A 2020 essay writing entry that no one asked for.

December 31, 2020
8.32pm

Gratefulness – it is something I remind myself year after year since 2017. 

Today is the last day of 2020. In New Zealand, we are about to greet 2021 in less than five hours. I am still not sure how I fully feel about the past year. Should I still say grateful? And for next year, do I want to make gratefulness my goal again?

This time of the year really puts me into a reflective mood. For the last three years, I figured the best way to end my year is to spend some time alone with my laptop and write. Reading my little letter to myself last year, I can clearly still remember my time in the Philippines. I was sat in my room while Dad and Gedai were busy with setting up the karaoke. If I were honest, I remember being grumpy for not having enough time to write and reflect. It was my first time going home in the last two years I was away, but I was self-absorbed enough to be in a grumpy mood.

I am trying to understand why this moment of rumination is important to me. Humor me, reader, as I cannot afford a therapist. 

While I love writing sentimental things, in my outward interactions with people I may seem otherwise. Sure, I am cheery and would always greet you with a smile (or an occasional hug), but I do not cry easily, and I have strange reactions to somber experiences. I have come to learn that sentimentality is not my strongest trait – but it does jump out of me when I write my end-of-year entries. And boy, this year, I have been such a sentimental rat. 

When I left for New Zealand mid-January 2020, I could not stop crying. I said goodbye to my loved ones again, but the pain is much, much worse. Holding tears back in the plane was such a nightmare as I watched Manila’s skyline disappear into its polluted skies. I guess I knew I might not see them again sooner than I could foresee. For 2020, I knew that I had to do what I needed to do to give me more flexibility in travelling to and from Motherland and my second home. 

I was also driven to miniscule tears several times the past year – the overbearing feeling of being small and alone, the anxiety of losing my job, the future, the disbelief from working with such kind people, the possibility of losing a friend, the future, watching SNSD’s “Into the New World”, being called “Corona”, the future. The future. I got sentimental this year is what I am getting at. Quite frankly, I hated the feeling.

However, I believe these were consequences of allowing myself to feel more instead of holding back. I allowed myself to feel fear, to feel sadness, to feel anger, to feel tired, and most importantly, grateful.

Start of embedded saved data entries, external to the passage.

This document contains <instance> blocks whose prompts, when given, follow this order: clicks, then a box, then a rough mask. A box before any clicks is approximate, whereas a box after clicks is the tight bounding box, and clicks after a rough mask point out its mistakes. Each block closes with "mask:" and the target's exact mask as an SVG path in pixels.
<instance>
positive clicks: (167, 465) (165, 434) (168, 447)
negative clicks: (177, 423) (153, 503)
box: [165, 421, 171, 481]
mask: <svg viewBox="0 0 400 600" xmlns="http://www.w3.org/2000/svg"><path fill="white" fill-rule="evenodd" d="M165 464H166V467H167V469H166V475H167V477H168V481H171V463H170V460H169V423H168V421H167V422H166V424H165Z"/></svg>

It seems that most things became more bearable when I let my emotions’ undertow hold me captive for some time. When I finally can’t hold my breath, I swim up and work through my struggle because I understand I am not a creature made for water. Of course I would always see swimming up and out of my emotions as taxing. Of course I would hate every stroke and push to breath again, but what else can I do? The first relieving breath after almost drowning is its own different kind of high, something that makes me want to hold on to life. Something that keeps me wanting to swim up.

This is me allowing myself to feel pride for my little lapses of self-control this year. To answer about what I feel about this year, I would say I feel, felt, a lot. 

Not sure what else if left to feel for 2021. I’m coming in blind, as my 2020 vision has already exhausted itself. (Yes, I made a 20/20-vision joke). And with that is my reminder of gratitude – I am at that point that I believe I have practiced it well enough that it is now a muscle memory. My gratitude, for all the things that happened to me and for all the things that I am, can bring me to tears now, and I am proud of myself.

Maybe I will find my reminder for 2021 somewhere in the next few weeks, or months. Maybe I won’t even figure it out fully. I am content on taking each thing as they arrive. This year’s been overwhelmingly turbulent, so I think I’ll try not to weigh myself down into the undercurrents. I would argue it is only because I am in a privileged position to do so. 

I wish for everyone to have a better 2021, especially those who are not privileged enough to take it slow. We are still in the middle of cleaning up after the detritus that is 2020, so things may not be looking up for everyone. However, we are all hoping for the better and I hope to see you all on calmer waters.